Human Worth: The Social Logic of Valuation in the History of Slavery and Beyond

Tuesday, 17 July 2018: 11:15
Oral Presentation
David STRECKER, University of Frankfurt, Germany
Economic sociology has opposed mainstream economics by highlighting the social preconditions of economic transactions. Far from being confined to analyzing how factors like personal interactions, traditions, institutions etc. influence the value formation of economic goods, this research has drawn attention to how social phenomena are commodified in the first place. The focus on understanding contemporary markets and the marketization of contemporary society, however, e.g. of death and of sex, has led to a concentration on legal markets.

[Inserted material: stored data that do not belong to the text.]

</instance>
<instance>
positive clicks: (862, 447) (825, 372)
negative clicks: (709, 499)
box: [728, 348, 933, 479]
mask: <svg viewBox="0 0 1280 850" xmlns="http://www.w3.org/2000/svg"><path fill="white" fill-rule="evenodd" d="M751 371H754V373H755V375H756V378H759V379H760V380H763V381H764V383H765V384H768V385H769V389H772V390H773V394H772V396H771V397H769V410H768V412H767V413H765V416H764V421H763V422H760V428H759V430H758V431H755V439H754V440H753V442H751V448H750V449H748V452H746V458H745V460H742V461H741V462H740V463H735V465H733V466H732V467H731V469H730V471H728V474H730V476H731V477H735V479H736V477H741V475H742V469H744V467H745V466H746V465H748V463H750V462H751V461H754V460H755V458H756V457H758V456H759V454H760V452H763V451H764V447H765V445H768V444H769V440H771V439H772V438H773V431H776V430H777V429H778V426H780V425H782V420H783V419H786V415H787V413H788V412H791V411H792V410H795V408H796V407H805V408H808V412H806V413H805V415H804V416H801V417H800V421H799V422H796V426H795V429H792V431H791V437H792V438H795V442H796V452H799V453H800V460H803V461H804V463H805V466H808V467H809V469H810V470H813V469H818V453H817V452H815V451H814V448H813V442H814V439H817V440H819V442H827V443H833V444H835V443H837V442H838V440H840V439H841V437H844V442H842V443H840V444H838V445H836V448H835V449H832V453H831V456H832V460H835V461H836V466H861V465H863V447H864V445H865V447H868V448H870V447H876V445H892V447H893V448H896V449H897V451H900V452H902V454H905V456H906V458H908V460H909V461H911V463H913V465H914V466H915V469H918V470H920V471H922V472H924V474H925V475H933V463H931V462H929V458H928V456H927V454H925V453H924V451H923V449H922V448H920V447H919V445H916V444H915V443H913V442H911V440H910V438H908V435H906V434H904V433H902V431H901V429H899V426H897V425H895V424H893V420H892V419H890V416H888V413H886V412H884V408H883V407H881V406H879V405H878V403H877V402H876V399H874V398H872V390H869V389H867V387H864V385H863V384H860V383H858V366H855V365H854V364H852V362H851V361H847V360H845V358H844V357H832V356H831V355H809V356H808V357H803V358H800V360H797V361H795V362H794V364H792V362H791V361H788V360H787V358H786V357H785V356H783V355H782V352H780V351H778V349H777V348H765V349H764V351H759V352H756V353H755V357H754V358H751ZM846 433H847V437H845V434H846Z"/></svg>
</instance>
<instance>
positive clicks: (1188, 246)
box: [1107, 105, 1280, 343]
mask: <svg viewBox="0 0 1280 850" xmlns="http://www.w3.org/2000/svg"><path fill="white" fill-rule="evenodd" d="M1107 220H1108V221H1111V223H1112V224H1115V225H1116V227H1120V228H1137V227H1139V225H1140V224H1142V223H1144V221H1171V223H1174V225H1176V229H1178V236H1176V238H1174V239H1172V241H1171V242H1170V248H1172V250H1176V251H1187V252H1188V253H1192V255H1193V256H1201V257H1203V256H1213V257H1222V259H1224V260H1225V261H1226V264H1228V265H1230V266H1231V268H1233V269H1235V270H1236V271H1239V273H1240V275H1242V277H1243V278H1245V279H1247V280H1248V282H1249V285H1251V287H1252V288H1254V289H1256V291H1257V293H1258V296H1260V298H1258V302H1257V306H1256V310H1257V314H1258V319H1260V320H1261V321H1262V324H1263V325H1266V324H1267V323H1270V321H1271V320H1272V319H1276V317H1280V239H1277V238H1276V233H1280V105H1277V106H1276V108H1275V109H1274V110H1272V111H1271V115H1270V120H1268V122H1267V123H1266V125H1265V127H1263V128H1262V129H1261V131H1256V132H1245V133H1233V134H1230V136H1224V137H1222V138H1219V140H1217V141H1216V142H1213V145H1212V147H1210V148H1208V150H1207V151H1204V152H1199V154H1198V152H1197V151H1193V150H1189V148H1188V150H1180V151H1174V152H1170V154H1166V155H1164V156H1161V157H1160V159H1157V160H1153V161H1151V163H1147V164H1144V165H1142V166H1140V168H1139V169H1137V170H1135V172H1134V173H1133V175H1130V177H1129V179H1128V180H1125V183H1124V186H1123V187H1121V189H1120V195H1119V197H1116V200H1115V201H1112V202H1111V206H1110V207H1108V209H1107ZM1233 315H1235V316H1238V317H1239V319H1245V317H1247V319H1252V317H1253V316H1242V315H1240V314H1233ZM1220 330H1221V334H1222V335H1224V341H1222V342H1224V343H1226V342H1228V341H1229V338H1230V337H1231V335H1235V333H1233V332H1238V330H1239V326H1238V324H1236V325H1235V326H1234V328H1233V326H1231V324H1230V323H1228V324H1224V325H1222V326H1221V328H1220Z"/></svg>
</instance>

In order to better understand illegal markets and, moreover, to overcome the focus on markets which perpetuates the dichotomy between the social and the economic (by simply looking at their interrelations instead of questioning how such a separation became imagineable and was able to take institutional form at all), this paper presents a historical analysis of a good which has become excluded from formal market transaction: the human being.

For most of human history, conceiving of (some) humans only in terms of instrumental value (usually economic utility, often marketability) presented no conceptual problems to societies. Slavery dates back to early civilizations and only began to be challenged broadly in the late 18th century. An analysis of four different historical constellations shows that slavery rests on an underlying logic of status assignment (belonging to a specific type of ethical community); the respective processes of social valuation allow for humans to be understood only in terms of economic value. Sketching the cultural and institutional structures of status assignment in ancient Greece, at the beginning of transatlatic slavery (the Valladolid debate), during abolition and for contemporary world society, this analysis lends insight into the relation of the social and the economic as well as the functioning of illegal markets in general and specifically the persistance of slavery and the value of body capital today.